Student Member since 2011

Melanie Sandoval, 24, resides in Connecticut with her husband. She enjoys reverse engineering recipes, running, making things, blogging, teaching workshops at her church, and biking. She is a 4-H volunteer, relationship educator, and MBA student.

Why did you choose the field of family and consumer sciences?
I grew up immersed in family and consumer sciences because my mom was a home economics teacher who took some time off to raise us while my siblings and I were little. She has since gone back to teaching FACS to middle schoolers. Naturally, since I had a very good teacher, I excelled in the various areas of family and consumer sciences. I won many sewing competitions in 4-H and enjoyed cooking and event planning. When it was time to make the decision to go to college, I was torn between majoring in biology and becoming a family and consumer sciences teacher. I decided to get my degree in FACS as I was already good at it and I knew there were a lot of job openings in my home state. I quickly become the president of Liberty University’s Family and Consumer Sciences Association and ran “dinner and a movie” cooking classes for students on campus about once a month. I excelled in the program and won numerous awards both from the department and in student teaching. When I returned to Connecticut I applied for several positions but found a culinary position that I took because I liked the wonderful ladies in my department. I taught for 3 ½ years and learned a lot, enjoyed the students, and was able to completely redo the entire existing culinary program as well as add three new courses to the curriculum.

Please share a few of your most recent accomplishments.
Through my experience of running a kitchen and a program to help fund the school’s culinary program, I realized that there was another subject that interested me immensely—business! I so enjoyed figuring out the accounting, marketing, customer service, and making business decisions through running the school’s culinary program. The state of Connecticut requires their teachers to begin a master’s degree program within the first three years of teaching so I pondered everything including an advanced degree in FACS. Unfortunately, there were no advanced FACS degrees from the local universities and I didn’t want an online education so I decided to pursue the next best thing—business, because it fascinated me. I enrolled in Uconn’s MBA program where I am a little more than half way through the program. In the process, I changed careers to free up my time and help me pay for my degree. I still enjoy the FACS subject area and always will for the rest of my life so I found an outlet to continue adding to the FACS body of knowledge even while pursing a different day job.

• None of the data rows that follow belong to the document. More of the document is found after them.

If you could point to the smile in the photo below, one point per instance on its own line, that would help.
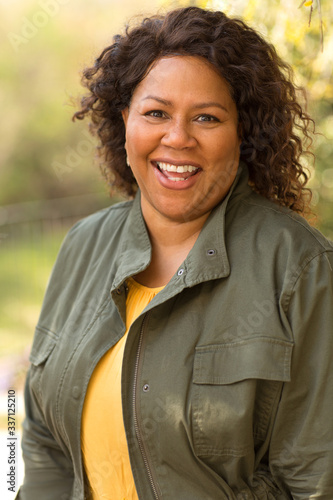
(165, 168)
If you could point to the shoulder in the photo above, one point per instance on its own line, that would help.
(274, 226)
(95, 224)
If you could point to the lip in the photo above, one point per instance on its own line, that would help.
(178, 163)
(175, 185)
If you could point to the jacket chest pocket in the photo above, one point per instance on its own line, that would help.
(236, 387)
(43, 345)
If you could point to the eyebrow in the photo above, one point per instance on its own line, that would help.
(202, 105)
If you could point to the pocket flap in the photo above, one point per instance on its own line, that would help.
(259, 357)
(42, 346)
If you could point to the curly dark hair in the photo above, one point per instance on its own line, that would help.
(276, 130)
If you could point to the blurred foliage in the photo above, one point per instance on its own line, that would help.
(45, 45)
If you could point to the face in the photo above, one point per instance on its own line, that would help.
(182, 138)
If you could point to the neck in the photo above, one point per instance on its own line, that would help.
(170, 234)
(171, 242)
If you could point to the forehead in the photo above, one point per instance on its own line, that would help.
(184, 76)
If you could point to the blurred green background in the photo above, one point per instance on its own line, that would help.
(48, 174)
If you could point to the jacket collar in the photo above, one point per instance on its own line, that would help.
(208, 259)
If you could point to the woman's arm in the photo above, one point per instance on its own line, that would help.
(48, 471)
(301, 453)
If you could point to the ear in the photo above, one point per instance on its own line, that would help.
(124, 114)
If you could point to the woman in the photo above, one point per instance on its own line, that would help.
(185, 342)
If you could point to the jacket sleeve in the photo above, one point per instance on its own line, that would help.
(301, 451)
(48, 471)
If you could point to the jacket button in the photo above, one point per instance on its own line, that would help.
(211, 252)
(76, 392)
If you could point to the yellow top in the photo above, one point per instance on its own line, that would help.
(103, 439)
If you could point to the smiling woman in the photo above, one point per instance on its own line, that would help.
(185, 343)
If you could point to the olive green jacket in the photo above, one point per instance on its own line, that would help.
(227, 382)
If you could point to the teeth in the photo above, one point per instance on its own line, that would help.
(173, 168)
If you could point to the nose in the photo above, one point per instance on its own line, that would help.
(178, 135)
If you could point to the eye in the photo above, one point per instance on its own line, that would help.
(207, 118)
(155, 113)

In 2008, I decided to start www.FamilyConsumerSciences.com . The idea for the site came after I finished student teaching and realized how much I wanted to help other new and experienced Family Consumer Science teachers by categorizing and sharing lessons, ideas, strategies, etc. At the very beginning of my student teaching experience I remember feeling so overwhelmed because I had to teach areas of FACS that were my weakest. I was so relieved when I stumbled upon the Utah Education Network’s website that published many different lesson plans with the supporting materials that I was inspired to create a resource that was similar but allowed for more community interaction and contribution.

I believe that teachers spend too much time trying to reinvent things that have already been done but are not available to them. We struggle alone often times not realizing that people that are more experienced have already done what we have been struggling with and have real answers. That is why I desire to categorize and freely share lessons and supporting materials so that teachers across the country can spend more time perfecting and tailoring lessons than having to create ones that already exist. I also like to keep up with trends in our industry and encourage more experienced teachers to keep making their lessons fresh, relevant, and current.